In the Performance category, the Gigabyte GeForce RTX 5060 Ti Eagle OC 16GB and the Gigabyte GeForce RTX 5060 Ti Eagle OC Ice 16GB are, in every measurable way, identical. Both cards share the same 2407 MHz base clock and 2617 MHz boost clock, the same 4608 shading units, 144 TMUs, and 48 ROPs, and both run their GDDR7 memory at 1750 MHz. This translates to an identical 24.12 TFLOPS of floating-point throughput, a 376.8 GTexel/s texture fill rate, and a 125.6 GPixel/s pixel rate across the board.
Those figures are worth contextualizing: 24 TFLOPS of FP32 performance places this GPU firmly in the upper mid-range tier, capable of handling demanding rasterized workloads at 1440p and providing a solid foundation for ray-tracing and AI-accelerated rendering pipelines.

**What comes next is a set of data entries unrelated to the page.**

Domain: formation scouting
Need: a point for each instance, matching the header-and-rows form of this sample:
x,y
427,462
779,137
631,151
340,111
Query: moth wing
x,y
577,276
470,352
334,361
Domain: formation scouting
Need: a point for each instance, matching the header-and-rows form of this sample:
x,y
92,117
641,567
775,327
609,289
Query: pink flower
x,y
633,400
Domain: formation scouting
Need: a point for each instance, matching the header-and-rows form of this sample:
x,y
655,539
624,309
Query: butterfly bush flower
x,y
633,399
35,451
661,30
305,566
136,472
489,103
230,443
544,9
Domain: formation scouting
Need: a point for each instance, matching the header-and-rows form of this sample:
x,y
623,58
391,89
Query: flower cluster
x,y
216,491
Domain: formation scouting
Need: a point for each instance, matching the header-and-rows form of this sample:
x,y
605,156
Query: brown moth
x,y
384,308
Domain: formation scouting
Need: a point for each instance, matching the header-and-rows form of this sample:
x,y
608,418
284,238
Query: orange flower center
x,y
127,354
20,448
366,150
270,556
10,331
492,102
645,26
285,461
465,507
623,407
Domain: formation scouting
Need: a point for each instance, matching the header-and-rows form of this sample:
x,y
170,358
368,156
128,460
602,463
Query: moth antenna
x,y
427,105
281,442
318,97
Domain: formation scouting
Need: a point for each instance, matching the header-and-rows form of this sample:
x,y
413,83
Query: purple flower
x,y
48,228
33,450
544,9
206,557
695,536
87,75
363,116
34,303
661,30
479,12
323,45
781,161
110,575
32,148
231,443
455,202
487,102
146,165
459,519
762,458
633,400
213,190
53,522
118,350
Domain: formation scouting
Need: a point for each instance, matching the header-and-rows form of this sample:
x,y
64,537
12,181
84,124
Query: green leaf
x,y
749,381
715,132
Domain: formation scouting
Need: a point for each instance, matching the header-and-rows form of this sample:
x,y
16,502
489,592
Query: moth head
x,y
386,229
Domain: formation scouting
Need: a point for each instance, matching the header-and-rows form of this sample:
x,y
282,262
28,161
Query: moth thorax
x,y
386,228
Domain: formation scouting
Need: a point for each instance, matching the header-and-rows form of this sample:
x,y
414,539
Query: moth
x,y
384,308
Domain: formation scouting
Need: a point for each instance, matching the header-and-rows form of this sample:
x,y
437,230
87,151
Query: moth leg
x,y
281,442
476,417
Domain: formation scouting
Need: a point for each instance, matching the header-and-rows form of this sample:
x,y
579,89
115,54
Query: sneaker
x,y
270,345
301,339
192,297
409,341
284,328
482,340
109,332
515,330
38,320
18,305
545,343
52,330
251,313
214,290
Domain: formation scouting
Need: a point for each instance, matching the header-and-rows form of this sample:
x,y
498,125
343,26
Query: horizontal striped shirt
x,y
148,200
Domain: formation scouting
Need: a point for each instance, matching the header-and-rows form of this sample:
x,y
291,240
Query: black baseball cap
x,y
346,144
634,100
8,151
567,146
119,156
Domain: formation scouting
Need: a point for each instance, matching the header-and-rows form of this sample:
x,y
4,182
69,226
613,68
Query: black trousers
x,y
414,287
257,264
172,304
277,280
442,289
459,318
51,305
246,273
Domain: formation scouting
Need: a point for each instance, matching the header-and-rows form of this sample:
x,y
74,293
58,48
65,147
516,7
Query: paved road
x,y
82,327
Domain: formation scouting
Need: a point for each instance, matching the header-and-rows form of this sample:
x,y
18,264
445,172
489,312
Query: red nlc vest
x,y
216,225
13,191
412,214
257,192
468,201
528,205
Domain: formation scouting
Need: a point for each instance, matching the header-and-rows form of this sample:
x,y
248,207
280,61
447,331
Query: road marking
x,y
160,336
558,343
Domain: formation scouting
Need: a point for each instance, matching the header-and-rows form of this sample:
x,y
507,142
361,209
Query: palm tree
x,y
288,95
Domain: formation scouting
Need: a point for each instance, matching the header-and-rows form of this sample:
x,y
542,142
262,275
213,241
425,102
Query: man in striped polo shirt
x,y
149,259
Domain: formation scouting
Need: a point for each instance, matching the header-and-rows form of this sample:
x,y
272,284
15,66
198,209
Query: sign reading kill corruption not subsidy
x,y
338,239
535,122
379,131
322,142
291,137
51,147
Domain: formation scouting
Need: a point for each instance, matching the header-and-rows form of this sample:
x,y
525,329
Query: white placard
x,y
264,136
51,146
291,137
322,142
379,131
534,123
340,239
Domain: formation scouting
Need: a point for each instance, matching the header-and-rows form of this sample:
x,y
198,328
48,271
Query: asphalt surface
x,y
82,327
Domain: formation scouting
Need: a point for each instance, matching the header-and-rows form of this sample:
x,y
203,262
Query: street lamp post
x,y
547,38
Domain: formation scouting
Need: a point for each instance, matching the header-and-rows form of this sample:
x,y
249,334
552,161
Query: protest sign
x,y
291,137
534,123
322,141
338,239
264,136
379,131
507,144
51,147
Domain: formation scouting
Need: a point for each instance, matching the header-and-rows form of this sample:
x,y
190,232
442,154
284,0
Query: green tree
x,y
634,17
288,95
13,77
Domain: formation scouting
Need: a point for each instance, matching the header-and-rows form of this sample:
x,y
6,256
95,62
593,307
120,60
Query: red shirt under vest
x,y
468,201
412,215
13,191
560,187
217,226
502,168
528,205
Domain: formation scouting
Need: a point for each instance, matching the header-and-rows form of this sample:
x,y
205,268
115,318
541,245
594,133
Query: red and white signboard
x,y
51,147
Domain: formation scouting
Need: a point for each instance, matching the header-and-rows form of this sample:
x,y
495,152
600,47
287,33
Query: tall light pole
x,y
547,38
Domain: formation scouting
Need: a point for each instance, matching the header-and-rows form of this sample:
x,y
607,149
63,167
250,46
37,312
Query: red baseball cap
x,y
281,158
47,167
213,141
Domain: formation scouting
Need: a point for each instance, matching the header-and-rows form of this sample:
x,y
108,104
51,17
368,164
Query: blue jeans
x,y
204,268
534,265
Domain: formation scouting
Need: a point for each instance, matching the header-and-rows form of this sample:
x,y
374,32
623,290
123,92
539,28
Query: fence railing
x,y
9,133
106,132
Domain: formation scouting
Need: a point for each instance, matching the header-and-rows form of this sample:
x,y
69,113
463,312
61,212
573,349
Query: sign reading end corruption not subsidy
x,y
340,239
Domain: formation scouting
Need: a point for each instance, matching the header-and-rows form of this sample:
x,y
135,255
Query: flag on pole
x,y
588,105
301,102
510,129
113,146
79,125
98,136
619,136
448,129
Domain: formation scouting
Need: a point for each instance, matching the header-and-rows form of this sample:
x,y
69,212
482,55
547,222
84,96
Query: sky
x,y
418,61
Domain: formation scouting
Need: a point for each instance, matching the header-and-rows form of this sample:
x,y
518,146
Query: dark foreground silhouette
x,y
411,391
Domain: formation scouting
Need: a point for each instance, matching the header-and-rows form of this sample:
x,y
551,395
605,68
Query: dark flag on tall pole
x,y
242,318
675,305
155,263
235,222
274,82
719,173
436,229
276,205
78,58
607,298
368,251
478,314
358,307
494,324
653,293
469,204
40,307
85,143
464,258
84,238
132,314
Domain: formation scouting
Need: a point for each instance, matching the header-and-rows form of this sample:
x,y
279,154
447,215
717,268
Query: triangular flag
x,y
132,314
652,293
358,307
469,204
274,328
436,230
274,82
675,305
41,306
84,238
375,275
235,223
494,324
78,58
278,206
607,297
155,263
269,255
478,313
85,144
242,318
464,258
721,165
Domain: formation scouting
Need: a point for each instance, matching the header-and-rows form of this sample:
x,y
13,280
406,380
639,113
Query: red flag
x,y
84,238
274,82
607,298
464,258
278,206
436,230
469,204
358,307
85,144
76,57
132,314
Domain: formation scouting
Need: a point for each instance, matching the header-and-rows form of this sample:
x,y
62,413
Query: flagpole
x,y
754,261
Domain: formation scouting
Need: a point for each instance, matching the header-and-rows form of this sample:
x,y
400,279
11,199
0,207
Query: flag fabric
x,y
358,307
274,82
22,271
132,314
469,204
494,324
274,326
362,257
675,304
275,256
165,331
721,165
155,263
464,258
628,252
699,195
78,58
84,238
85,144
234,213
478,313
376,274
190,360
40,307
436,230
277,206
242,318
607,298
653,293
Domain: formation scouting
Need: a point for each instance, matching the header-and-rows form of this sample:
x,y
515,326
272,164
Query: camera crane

The 48 ROPs are the throughput ceiling for pixel output — relevant in high-resolution or high-refresh-rate scenarios — and both cards hit that ceiling at exactly the same point. Double Precision Floating Point support is present on both, though it is rarely a deciding factor for gaming use cases.
The verdict here is a complete tie. There is zero performance differentiation between these two variants at the silicon level. Any real-world difference in gaming benchmarks would fall entirely within margin-of-error variance. Buyers choosing between them should focus exclusively on other spec groups — such as cooling solution, physical dimensions, or aesthetics — since raw GPU performance will not separate them.